This season, the Bruins established themselves as a group that doesn’t get rattled. They don’t get down on themselves. They don’t stop fighting until the final horn sounds, and never was that more evident than on October 24, 2013.
The Bruins, 6-2 overall at the time, were facing perhaps the fiercest team in the league in the San Jose Sharks. The Sharks, at 8-0-1, had yet to suffer a regulation loss at any point that season, and it looked like they were well on their way to keeping that streak alive on that fateful Thursday night in Boston.
As the final 10 seconds of the game ticked down, the score remained knotted at 1-1. Both goaltenders had been outstanding all night. Boston’s Tuukka Rask made 38 saves, limiting San Jose to just one Patrick Marleau goal, while Antti Niemi made 15 stops — his only mistake had been allowing Jarome Iginla’s first goal as a Bruin.
With time ticking down in the final frame, the Bruins initiated one last breakout. Krejci took the puck up the right side and dished to Lucic, who dumped it into the corner. With three seconds left, Lucic found an open Adam McQuaid at the point. McQuaid fired on net, and David Krejci — planted in front of the crease — deflected the puck past Niemi to make it 2-1 Boston with 0.8 seconds left in regulation.
“We stuck with it," Krejci said afterward. "The last goal was a perfect example of not trying to be too cute. A few seconds left into the game, Looch chips it in to himself, gets it back, point shot, a lot of traffic. So we just stuck with our system and got the job done."
Krejci said that he had no idea how much time was left on the clock when he made the game-winning play.
“I thought it might be more than like 10 seconds, 10-15, 20 seconds," he said. "But when we all came together [after the goal], Looch told me 'Look up.’ So I looked up and it was 0.8 [seconds]. So it was even sweeter."
Throughout the course of the season, the Bruins would learn how to win games in a variety of ways. They would win blowouts, they would win in overtime, they would win in shootouts, and of course, they would win in nail-biters. There was no game, however, that was closer than this one, and it took a solid net-front presence to get the job done.
“If you look at the past several years, that’s the way we’ve scored a majority of our goals,” Lucic said afterward. “We need guys to get to the front of the net and pick up on those loose pucks and get tips like we did on that last goal."
Added Krejci, “I think early on in the season, we're learning to win games in different ways. Today was one of them. It was a tough one, but we got it done."
The fact that this win came against a Western Conference powerhouse, and with less than a second left on the clock — and the fact that it allowed the Bruins to extend their winning streak to four games — made the victory all the more exciting.
“It was cool,” Krejci said. “I can't remember if I ever scored a goal like that in the last second.

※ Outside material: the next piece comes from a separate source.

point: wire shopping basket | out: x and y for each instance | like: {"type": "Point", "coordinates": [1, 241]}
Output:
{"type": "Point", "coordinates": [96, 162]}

So it was maybe even more special, especially against a team like that. So yeah, I was pretty happy about it."
A few weeks later, as he revisited the play, Krejci gave plenty of credit to McQuaid for seeing him open in front of the net and setting him up with the perfect opportunity for a tip.
He also gave a hat-tip to the hockey gods.
“You need a little luck as well,” he said. “I believe I got luck on that one, the tip, and basically everything worked out, from the breakout to the goal.”